Я часто думаю: зачем в нашей жизни, честной, справедливой в самой своей основе, люди иногда лгут, изворачиваются, ловчат, чтобы достичь каких-то дешевых преимуществ?
Ведь я же чувствую, что Адиль неискренен, - неужели он этого не понимает? Вот подошел, положил руку мне на плечо. А я знаю, что он делает это не потому, что захотелось приласкать меня, а потому, что считает необходимым поступить так.
Начался дождь. Мы похватали со стола вещи и убежали в палатку. Быстро стало темнеть, с гор подул холодный, порывистый ветер. Гроза. Гром то громыхал далеко в лесу, широкими раскатами наполняя ущелье, то тысячью пулеметных очередей разрывался где-то в пропасти. И вода... Сколько воды... Через несколько минут внизу уже бушевал настоящий сель, он разрастался, вбирал в себя потоки вспененных вод, стремительно мчавшихся к нему со всех сторон.
Мне нравятся грозы. Могучая, буйная природа возвышает человека, рождает желание сделать что-нибудь большое, величественное!..
Какими жалкими, бессмысленными показались мне вдруг эта ложь, лицемерие, все, что отравляло последнее время нашу жизнь...
Вдруг в шуме стремительно мчащихся потоков и раскатов грома я услышала два тяжелых удара. Что-то затрещало.

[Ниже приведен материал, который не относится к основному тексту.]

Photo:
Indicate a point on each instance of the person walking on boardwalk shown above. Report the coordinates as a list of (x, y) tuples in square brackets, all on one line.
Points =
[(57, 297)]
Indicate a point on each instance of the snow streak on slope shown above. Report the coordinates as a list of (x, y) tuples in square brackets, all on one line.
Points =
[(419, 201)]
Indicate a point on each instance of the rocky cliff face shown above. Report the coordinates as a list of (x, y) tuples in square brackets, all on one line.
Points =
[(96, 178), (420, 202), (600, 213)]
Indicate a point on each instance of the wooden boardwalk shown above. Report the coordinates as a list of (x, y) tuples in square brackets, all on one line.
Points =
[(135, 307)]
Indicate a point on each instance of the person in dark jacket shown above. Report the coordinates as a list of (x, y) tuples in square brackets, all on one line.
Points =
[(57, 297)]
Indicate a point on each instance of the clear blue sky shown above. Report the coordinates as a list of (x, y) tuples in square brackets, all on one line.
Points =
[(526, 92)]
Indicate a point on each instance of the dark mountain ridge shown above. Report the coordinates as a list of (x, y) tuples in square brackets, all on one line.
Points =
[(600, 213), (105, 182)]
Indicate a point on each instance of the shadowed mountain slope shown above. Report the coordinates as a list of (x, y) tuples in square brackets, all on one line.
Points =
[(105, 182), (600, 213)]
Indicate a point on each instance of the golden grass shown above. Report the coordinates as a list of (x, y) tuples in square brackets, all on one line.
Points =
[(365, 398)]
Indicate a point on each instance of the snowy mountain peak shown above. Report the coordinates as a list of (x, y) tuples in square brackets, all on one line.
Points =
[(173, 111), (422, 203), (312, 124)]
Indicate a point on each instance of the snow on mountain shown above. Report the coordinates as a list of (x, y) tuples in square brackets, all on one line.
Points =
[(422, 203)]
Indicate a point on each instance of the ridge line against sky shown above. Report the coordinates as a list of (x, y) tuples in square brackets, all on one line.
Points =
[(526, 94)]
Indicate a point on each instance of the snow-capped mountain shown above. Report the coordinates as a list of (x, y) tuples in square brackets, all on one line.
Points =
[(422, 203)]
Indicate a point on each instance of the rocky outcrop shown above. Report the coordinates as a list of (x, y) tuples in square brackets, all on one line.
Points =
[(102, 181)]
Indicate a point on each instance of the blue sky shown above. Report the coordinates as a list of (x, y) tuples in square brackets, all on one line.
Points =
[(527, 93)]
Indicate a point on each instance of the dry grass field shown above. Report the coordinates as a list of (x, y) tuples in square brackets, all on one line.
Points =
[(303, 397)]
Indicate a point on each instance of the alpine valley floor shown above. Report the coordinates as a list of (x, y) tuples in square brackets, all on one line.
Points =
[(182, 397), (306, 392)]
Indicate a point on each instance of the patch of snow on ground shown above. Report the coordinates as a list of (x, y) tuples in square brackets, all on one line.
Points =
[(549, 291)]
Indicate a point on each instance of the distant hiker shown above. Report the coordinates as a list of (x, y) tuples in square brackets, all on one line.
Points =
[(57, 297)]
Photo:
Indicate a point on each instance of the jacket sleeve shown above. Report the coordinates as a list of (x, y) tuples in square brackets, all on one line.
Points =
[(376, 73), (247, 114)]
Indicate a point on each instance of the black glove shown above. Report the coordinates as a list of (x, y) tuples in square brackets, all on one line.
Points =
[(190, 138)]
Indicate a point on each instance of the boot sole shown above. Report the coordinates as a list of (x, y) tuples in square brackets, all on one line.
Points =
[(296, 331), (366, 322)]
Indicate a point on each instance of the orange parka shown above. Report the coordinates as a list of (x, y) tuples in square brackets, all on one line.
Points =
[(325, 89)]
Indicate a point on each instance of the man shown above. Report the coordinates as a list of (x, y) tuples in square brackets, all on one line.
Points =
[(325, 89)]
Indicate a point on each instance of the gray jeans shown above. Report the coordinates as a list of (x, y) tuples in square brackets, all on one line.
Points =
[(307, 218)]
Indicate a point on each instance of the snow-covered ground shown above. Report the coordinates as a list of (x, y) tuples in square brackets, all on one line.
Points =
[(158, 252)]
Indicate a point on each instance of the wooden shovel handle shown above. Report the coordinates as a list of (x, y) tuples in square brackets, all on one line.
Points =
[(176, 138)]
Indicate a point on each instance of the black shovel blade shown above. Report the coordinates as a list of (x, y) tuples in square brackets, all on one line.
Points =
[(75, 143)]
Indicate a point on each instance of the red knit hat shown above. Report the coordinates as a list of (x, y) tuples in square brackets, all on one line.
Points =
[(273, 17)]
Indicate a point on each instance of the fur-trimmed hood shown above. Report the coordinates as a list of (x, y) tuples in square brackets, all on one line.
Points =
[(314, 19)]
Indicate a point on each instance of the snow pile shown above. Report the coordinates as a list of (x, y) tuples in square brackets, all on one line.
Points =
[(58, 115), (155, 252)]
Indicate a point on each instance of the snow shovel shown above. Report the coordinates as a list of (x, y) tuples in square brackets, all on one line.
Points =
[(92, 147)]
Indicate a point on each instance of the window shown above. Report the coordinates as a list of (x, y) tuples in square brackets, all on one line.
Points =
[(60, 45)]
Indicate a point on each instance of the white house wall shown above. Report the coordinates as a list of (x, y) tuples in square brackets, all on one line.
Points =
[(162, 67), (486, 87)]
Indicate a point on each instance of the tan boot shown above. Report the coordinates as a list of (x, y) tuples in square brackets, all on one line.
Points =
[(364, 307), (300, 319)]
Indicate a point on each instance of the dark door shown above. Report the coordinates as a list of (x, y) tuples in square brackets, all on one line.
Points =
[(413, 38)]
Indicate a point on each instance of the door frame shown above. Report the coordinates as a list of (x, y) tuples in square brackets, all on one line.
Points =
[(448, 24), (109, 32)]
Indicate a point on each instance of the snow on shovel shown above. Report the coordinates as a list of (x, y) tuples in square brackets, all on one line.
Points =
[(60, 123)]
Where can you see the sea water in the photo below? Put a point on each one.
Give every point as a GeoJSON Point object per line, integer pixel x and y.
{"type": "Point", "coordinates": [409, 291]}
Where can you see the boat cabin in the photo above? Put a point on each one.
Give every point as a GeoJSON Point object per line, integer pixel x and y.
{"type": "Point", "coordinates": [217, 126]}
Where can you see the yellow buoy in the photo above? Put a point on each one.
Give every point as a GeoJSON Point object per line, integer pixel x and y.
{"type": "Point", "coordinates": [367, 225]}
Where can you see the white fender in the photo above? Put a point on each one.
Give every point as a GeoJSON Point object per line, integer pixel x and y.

– Как бы не повалило мост...
– озабоченно проговорил Адиль.
Дождь все лил. В темноте то появлялся, то пропадал огонек - фонарь в палатке строителей. Мы с Адилем выпили по чашке остывшего кофе с хлебом и улеглись, Я повернулась лицом к выходу, ветер брызгал в лицо холодными капельками дождя. Может быть, поэтому я долго не могла уснуть...
В палатке было сухо, но вокруг - сверху, снизу- струились потоки воды. Я лежала и слушала ее шум. Адиль тоже не спал, он курил и изредка негромко вздыхал. Так мы лежали, молча, слушая шум грозы.
Вдруг раздался страшный грохот.
– Что случилось?
– спросила я Адиля, вскакивая с постели. Он тоже встал и выглянул из палатки.
– Кусок скалы оторвался, знаешь, тот, с большим дубом наверху.
– Ой! Наверное, всю дорогу завалило!
– Ничего. Обойдется. Ложись, Сария.
– Спокойной ночи, Адиль,
Когда я открыла глаза, было совсем светло. Адиля в палатке не было. Я быстро оделась и вышла.
Утро было тихое, ясное, как всегда после грозы: небо светло-голубое, прозрачное, листья, трава, цветы, омытые дождем, ослепительны и свежи. Ничто здесь не на* поминало о ночной буре, только поток внизу мчался мутный, стремительный, лохматый от пены... Горы вдали были окутаны густым туманом там, видимо, еще шел дождь, и горные потоки со всех сторон стремились к реке, вода в ней все прибывала.